スキルって相変わらずやばい。昨日もそれを実感したし。
「昨日…カルアは私に沢山…沢山、私が居ない間に何があったかを話してくれました」
「昨夜、昨夜ですね! お母様と一緒に寝たんです」
そっか、確かカルナ様はカルアちゃんが産まれてからすぐに死んだんだっけ。
カルアちゃんとカルナ様が一緒に寝るのは初めてだというわけだ。
まぁ、一緒に寝てるところを見たとしても、姉妹が寝てるようにしか見えないだろうけど。
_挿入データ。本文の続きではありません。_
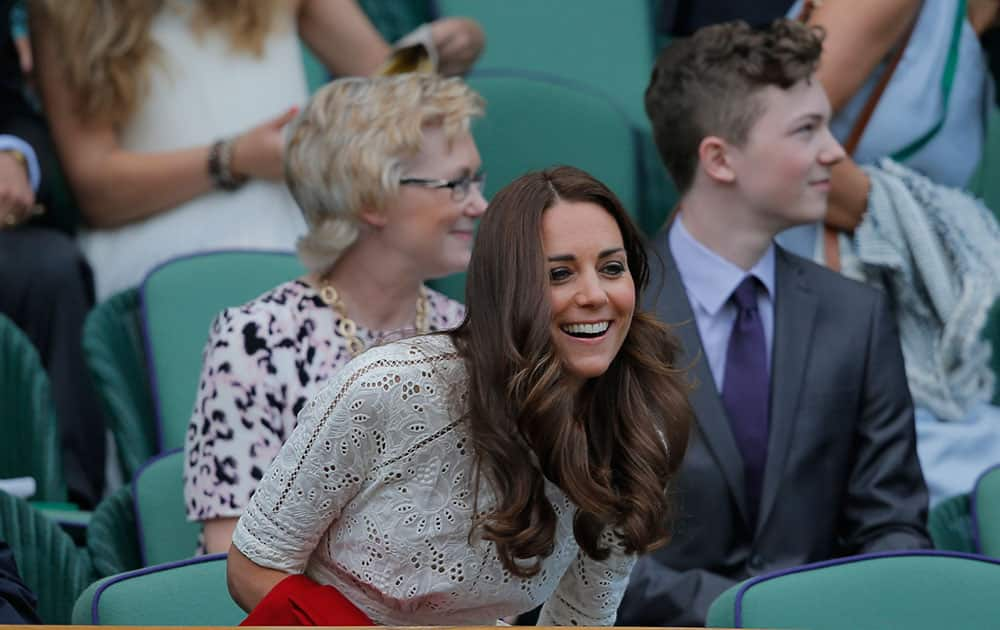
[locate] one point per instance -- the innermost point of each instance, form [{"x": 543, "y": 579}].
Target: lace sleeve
[
  {"x": 590, "y": 591},
  {"x": 321, "y": 467}
]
「そのカルアの話の中に、アリム様、ミカ様が沢山出てきました。娘と遊んでくれてありがとうございます」
「いえいえ、友達ですから!」
カルナ様の御礼に対し、ミカは友達だと答えた。俺もそう言おうと思ってたのに…。
「ぁ、勇者……様……!」
唐突に上から声がした。
見上げると、腕に何やらアイテムを巻きつけたヘレルさんがエルさんと二人で居た。
二人は上から急いで降りてきた。
「ぉ…おはようございます、勇者様」
「…おはようございます」
ヘレルさんの腕に、朝っぱらからエルさんがしがみついてる。人のこと言えない。
どうせこの人たちは昨夜、俺たちがしたこと以上のことをしたに違いない。きっとそうだ。
「おはようございます、ヘレルさん」
「そ、そんなヘレルさんだなんて…俺は」
会ったことないはずなのに、なんかこの喋り方に違和感を感じる。この口調に慣れてないみたいだ。
「あら、先代勇者様にエル姫様、おはようございます」
「おっ…おはようございます! 妃様」
「おはようございます、妃様」
やっぱり、エルさんとカルナ様…。
雰囲気似てるなぁ…。顔とかは結構違うけど。
同じ金髪だし。
きっと、カルアちゃんもあと2~3年したらあんな風に大人な雰囲気を醸し出すに違いない。
「おぉ! おはようございますぞ、皆様!」
気づけば、大臣さんもこの場に来ていた。
いつになく綺麗な服を着ている。
新調したんだね。
「あら…おはようございます、オラフル様」
「おお、おはようございます、妃様。……まだ慣れませんでしょうが…ご気分は良さそうですね?」
「ええ、おかげさまで」
大臣さん、すごく嬉しそう。
まぁ、わかる。
この場には今、幸せしかない。
正直、俺は人をそう簡単に生き返らせるのに抵抗がない…といえば嘘になる。
でも、生き返らせてよかった。
やっぱり、そう思うんだ。
「アリム殿、ミカ殿、国王様がお呼びでしたぞ。国王様は御自室におります」
「はい、わかりました。じゃあ、またあとでねカルアちゃん」
「はい、またあとで」
カルアちゃんは俺から手を離す。
俺とミカは国王様の部屋へと向かった。